As of May 2025, Aurora operates two driverless trucks on a daily basis and expects to scale up to "tens of trucks" by the end of the year. The company plans to own, operate, maintain, and insure its own trucks for carrier customers in the short term, with some trucks available on the Uber Freight network. Starting in 2027 or earlier, Aurora anticipates that customers will purchase self-driving trucks directly from manufacturers, transitioning to a driver-as-a-service model aimed at achieving higher gross margins.

==Products==
The company developed the Aurora Driver, a system that consists of sensors, software, and hardware. It can be installed in passenger or commercial automobiles, converting them into self-driving vehicles. The Aurora Driver's software uses data from its sensors to devise a safe path through a given route, while its computer powers these components and integrates them with the vehicle. The system's sensors use Aurora's FirstLight lidar, which was developed from Blackmore's FMCW lidar technology. The first vehicle to be outfitted with the Aurora Driver was the Toyota Sienna.

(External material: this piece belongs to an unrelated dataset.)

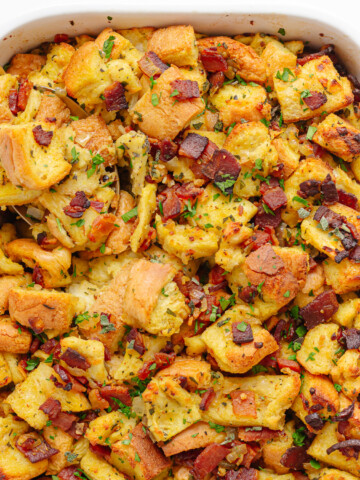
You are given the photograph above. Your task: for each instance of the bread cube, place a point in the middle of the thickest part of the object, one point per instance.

Conventional lidar uses pulses of light to acquire information about objects surrounding the sensor, including distance and velocity. In contrast, FMCW lidar uses a low-powered continuous beam of light, enabling faster acquisition of distance, velocity, and acceleration of surrounding objects, but often requires bulky mirrors and rangefinders. By acquiring OURS, Aurora hopes to reduce the size of the FMCW lidar hardware.

In 2022, Aurora unveiled "Fusion", the next generation of its hardware kit, which combined the company's FirstLight lidar, imaging radar and cameras with a more powerful onboard computer and debuted in commercial pilots. Aurora launched commercial driverless trucking operations on the Dallas–Houston corridor in late April 2025. In the third quarter of 2025, the company reported surpassing 100,000 driverless miles on public roads with no safety incidents attributed to the system, operating five driverless trucks, and opened a second freight route between Fort Worth and El Paso. Aurora plans to launch a second-generation commercial hardware kit in the second quarter of 2026, intended to roughly halve hardware costs while doubling the range of its FirstLight lidar to 1,000 meters and improving all-weather operation. Manufactured by Fabrinet, this kit is being integrated with platforms including the Volvo VNL Autonomous and the International LT Series. A third-generation, highly scalable hardware system co-developed with AUMOVIO (formerly Continental) is slated for production in 2027.